On that date the Mortgage Bankers Association (MBA) sent a letter to Elizabeth Warren, Assistant to the President and Special Advisor to the Treasury Secretary responsible for establishing CFPB asserting that the week allotted for comments on the prototypes, which included the July 4 holiday, was not sufficient to allow the industry to conduct a suitable review.  This is especially true, the MBA said, "considering that comments are sought on the presentation of closing costs. This is a matter that the Department of Housing and Urban Development (HUD) considered for several years through two successive rulemakings that engendered tens of thousands of comments. "

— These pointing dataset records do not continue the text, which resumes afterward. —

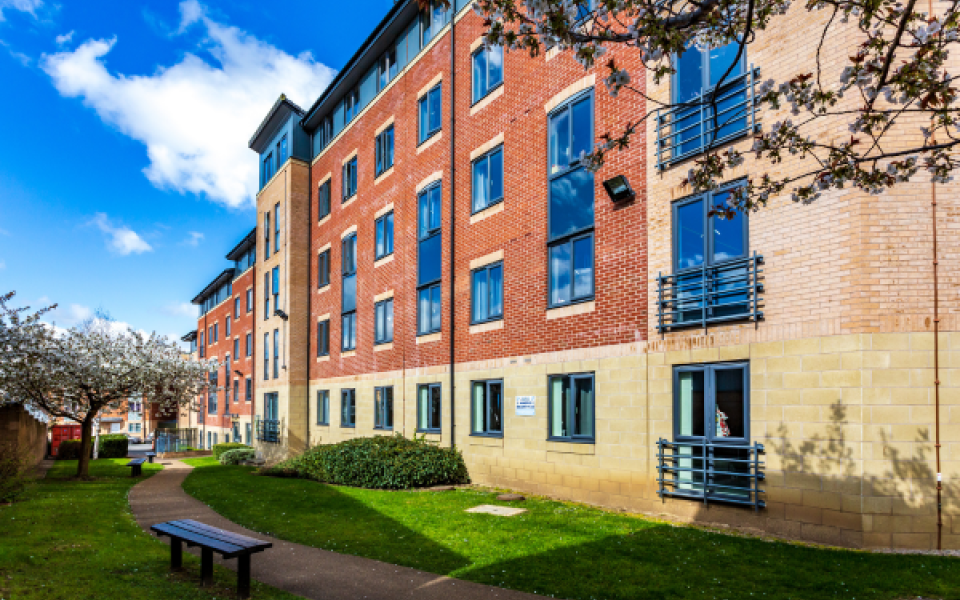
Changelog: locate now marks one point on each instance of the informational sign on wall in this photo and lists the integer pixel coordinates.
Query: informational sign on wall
(526, 406)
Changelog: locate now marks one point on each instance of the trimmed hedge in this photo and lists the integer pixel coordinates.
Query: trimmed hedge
(380, 462)
(219, 449)
(235, 457)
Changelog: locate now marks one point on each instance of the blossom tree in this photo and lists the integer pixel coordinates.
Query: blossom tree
(77, 373)
(897, 80)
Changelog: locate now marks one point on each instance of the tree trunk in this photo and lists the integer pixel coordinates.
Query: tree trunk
(86, 447)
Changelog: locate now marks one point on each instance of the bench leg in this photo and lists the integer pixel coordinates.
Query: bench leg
(243, 576)
(176, 555)
(206, 567)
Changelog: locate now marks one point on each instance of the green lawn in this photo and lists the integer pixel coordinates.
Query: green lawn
(76, 540)
(565, 550)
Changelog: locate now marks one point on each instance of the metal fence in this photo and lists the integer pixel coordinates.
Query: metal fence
(711, 472)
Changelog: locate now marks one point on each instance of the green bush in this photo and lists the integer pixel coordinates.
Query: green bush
(219, 449)
(113, 445)
(235, 457)
(380, 462)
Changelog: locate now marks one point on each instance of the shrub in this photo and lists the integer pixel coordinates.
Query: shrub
(219, 449)
(235, 457)
(380, 462)
(113, 445)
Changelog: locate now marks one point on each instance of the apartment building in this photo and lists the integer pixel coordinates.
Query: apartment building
(434, 260)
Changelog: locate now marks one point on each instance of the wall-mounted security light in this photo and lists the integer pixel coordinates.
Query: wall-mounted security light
(618, 188)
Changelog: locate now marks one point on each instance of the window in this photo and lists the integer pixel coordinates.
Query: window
(348, 408)
(428, 408)
(571, 408)
(488, 180)
(487, 71)
(384, 150)
(429, 261)
(571, 203)
(323, 338)
(323, 407)
(698, 73)
(487, 408)
(431, 112)
(349, 293)
(350, 179)
(323, 200)
(323, 269)
(383, 322)
(384, 227)
(488, 293)
(383, 407)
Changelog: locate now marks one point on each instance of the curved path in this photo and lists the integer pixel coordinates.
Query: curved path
(308, 572)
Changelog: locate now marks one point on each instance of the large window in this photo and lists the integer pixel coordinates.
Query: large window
(383, 322)
(323, 407)
(429, 261)
(384, 226)
(323, 269)
(384, 151)
(487, 292)
(571, 203)
(488, 179)
(349, 179)
(431, 113)
(571, 408)
(348, 408)
(486, 415)
(487, 71)
(383, 407)
(349, 294)
(428, 407)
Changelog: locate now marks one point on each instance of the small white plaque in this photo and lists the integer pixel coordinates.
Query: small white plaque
(526, 406)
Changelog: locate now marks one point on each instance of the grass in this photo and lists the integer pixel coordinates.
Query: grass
(68, 539)
(564, 550)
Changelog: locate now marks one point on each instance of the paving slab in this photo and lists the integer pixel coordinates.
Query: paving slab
(302, 570)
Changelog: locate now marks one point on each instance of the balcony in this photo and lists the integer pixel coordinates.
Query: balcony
(268, 430)
(686, 130)
(707, 295)
(711, 472)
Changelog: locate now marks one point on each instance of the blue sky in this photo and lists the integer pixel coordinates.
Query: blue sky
(124, 172)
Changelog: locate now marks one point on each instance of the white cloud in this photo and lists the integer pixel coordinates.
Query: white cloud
(28, 6)
(122, 239)
(195, 117)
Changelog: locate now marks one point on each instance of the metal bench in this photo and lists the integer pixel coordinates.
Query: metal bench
(210, 540)
(136, 467)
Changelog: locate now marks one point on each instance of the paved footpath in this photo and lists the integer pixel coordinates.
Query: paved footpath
(308, 572)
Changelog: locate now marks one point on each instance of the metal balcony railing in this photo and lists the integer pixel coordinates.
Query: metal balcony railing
(711, 472)
(711, 294)
(687, 129)
(268, 430)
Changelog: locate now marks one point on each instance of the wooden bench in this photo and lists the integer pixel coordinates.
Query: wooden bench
(136, 467)
(210, 540)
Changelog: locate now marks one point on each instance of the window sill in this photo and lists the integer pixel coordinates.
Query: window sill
(571, 310)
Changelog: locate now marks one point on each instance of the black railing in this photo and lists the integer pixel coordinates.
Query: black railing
(268, 430)
(688, 128)
(711, 294)
(711, 472)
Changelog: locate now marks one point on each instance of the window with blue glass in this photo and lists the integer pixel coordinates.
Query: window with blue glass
(349, 294)
(487, 292)
(384, 227)
(708, 113)
(383, 149)
(431, 113)
(487, 71)
(488, 179)
(350, 179)
(570, 218)
(429, 260)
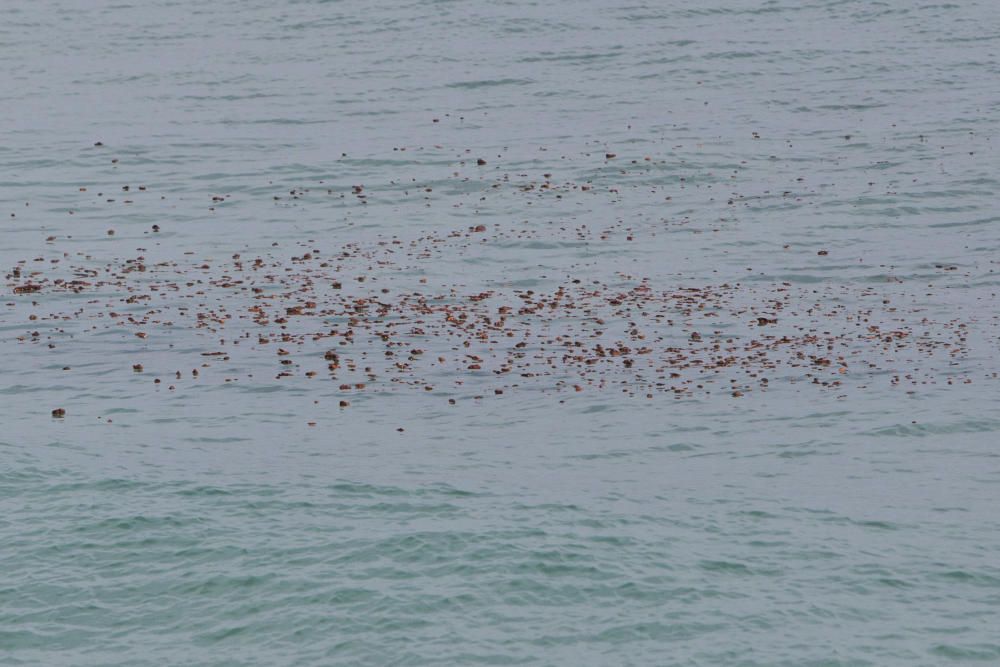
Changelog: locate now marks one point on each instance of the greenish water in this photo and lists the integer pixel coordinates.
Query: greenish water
(829, 165)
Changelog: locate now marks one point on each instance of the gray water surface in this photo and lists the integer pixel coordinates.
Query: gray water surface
(828, 164)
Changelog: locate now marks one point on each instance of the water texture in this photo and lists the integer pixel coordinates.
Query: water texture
(782, 215)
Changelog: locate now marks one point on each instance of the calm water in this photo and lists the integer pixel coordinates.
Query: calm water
(243, 518)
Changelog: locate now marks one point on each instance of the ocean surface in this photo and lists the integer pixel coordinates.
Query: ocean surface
(510, 333)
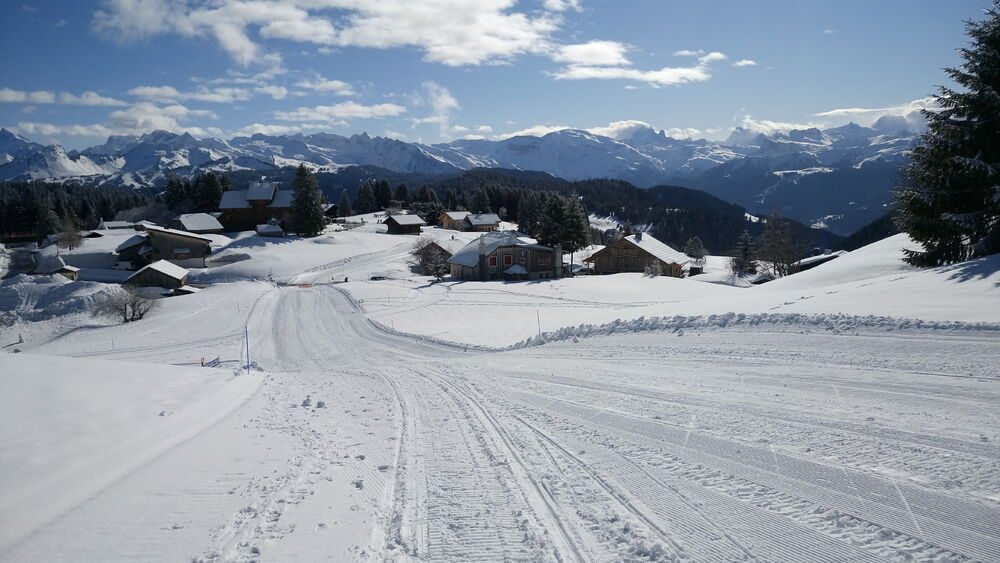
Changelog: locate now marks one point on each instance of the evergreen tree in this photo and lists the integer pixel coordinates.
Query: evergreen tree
(175, 196)
(401, 194)
(69, 236)
(480, 202)
(366, 202)
(307, 211)
(46, 220)
(576, 231)
(209, 192)
(344, 205)
(778, 247)
(950, 199)
(451, 199)
(744, 260)
(694, 248)
(383, 193)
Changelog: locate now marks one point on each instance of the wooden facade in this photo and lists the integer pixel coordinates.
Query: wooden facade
(624, 255)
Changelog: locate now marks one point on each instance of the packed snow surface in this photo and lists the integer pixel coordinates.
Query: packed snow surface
(846, 413)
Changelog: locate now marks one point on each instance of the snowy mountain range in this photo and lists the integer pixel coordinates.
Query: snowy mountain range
(839, 178)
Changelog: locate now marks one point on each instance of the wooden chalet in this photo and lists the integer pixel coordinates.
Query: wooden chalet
(404, 224)
(197, 223)
(452, 219)
(243, 210)
(481, 222)
(506, 256)
(637, 253)
(158, 274)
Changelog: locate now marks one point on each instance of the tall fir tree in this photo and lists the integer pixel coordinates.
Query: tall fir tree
(344, 205)
(383, 193)
(950, 198)
(401, 194)
(307, 210)
(209, 192)
(480, 202)
(366, 202)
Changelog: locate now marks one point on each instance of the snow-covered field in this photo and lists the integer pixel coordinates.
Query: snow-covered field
(847, 413)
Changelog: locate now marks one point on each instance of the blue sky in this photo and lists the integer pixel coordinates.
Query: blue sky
(437, 70)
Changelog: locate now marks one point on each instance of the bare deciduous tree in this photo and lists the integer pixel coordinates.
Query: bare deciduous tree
(125, 303)
(429, 258)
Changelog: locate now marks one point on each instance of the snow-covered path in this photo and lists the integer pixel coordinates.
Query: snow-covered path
(721, 445)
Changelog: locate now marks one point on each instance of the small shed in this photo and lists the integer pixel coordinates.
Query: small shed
(481, 222)
(52, 265)
(197, 223)
(158, 274)
(452, 219)
(404, 224)
(270, 229)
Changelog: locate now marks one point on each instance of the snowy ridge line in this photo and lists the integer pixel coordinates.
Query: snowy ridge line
(836, 322)
(436, 341)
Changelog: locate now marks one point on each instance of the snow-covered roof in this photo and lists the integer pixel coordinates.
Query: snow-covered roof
(282, 198)
(53, 264)
(269, 228)
(131, 241)
(175, 232)
(407, 219)
(516, 269)
(199, 222)
(480, 219)
(234, 200)
(469, 254)
(658, 249)
(261, 191)
(168, 269)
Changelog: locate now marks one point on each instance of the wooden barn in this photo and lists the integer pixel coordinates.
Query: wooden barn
(243, 210)
(158, 274)
(638, 253)
(197, 223)
(452, 219)
(495, 256)
(481, 222)
(404, 224)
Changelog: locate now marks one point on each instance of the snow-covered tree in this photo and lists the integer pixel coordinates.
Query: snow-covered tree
(344, 205)
(950, 198)
(307, 209)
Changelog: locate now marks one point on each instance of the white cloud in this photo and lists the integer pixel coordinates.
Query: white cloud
(464, 32)
(620, 129)
(561, 5)
(326, 86)
(88, 98)
(276, 92)
(593, 53)
(870, 115)
(282, 129)
(533, 131)
(222, 95)
(136, 119)
(442, 105)
(666, 76)
(339, 112)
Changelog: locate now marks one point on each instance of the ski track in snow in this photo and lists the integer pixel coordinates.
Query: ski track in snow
(723, 445)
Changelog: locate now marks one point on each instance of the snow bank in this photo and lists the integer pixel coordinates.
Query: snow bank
(834, 323)
(70, 427)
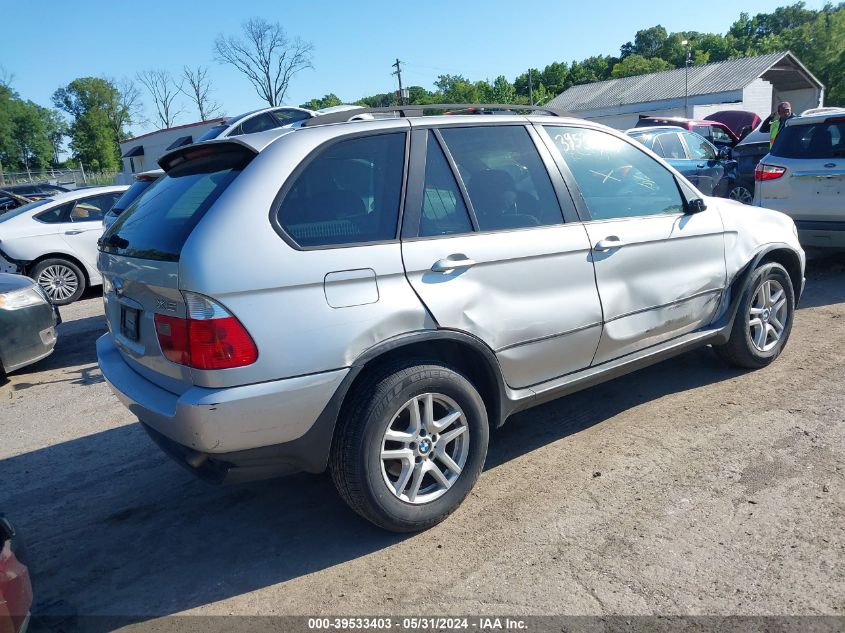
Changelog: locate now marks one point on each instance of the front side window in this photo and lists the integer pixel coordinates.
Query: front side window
(720, 136)
(699, 148)
(508, 185)
(444, 211)
(349, 194)
(56, 214)
(616, 179)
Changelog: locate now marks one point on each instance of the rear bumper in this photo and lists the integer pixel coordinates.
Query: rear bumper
(821, 234)
(269, 428)
(27, 335)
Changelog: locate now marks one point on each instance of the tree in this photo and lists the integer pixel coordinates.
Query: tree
(266, 56)
(327, 101)
(129, 108)
(635, 64)
(94, 105)
(164, 90)
(647, 43)
(502, 91)
(198, 90)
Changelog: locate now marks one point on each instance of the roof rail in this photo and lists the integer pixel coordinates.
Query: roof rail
(421, 109)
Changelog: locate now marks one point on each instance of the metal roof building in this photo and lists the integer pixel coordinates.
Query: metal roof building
(750, 83)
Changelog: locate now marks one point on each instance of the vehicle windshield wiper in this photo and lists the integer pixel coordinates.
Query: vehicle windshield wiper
(114, 240)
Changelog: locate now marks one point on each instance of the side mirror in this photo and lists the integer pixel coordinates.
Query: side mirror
(696, 205)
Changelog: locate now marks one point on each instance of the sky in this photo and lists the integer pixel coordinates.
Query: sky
(355, 43)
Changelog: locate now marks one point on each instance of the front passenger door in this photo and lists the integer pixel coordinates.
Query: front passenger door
(660, 271)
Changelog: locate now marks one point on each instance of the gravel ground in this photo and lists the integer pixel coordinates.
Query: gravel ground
(685, 488)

The letter to Warren, signed by Stephen A. O'Connor, MBA's Senior Vice President for Public Policy and Industry Relations suggested that, rather than the expedited comment period the Bureau meet with MBA and other industry representatives to focus on closing costs and concerns as to which rules are applicable so that the Bureau could provide lenders a better understanding of the direction of the project and hear the practical concerns of stakeholders posed by the prototypes.

MBA said that it considered the forms improved but found that the presentation of closing costs to be inconsistent with current RESPA rules and the suggested disaggregation of fees to be unclear.  For example, the listing of closing costs on one prototype combines fees that are subject to zero and ten percent tolerances and groups fees that are subject to tolerance with fees which are not, such as transfer taxes.  The grouping of fees on the other prototype under "Costs" combines origination fees and fees that are connected to the interest rate thus, mixing some fees that are subject to change during the life of the loan with fees that are not.

The two prototypes make identical presentations of loan terms, projected payments, and comparisons but differ substantially in the manner in which they present loan estimate details. 

MBA said that the forms may be operationally difficult for lenders to use; expressing what are largely formatting concerns relating to double-sided disclosures, shaded printing, fonts, and printing within shapes.  Some of the formatting requires complex programming and in some cased could make it impossible to properly disclose some specialized products. 

The letter also made some detailed criticisms of the manner in which information is presented.  For example, under loan terms, there are projected payments for intervals downstream for adjustable rate mortgages which give minimum and maximum payments within the loan caps and margins.  These do not agree with the projected payments elsewhere in the form which also include estimated tax and insurance figures - a deviation that MBA said might not be readily apparent to the borrower.

The letter concludes that, if the Bureau intends to modify the RESPA and TILA requirements, "we believe that point should be made clear so commenters can provide their views on the direction the new forms might take. Given the lack of clarity on this point, it is unnecessarily difficult for commenters to provide comprehensive and informed responses."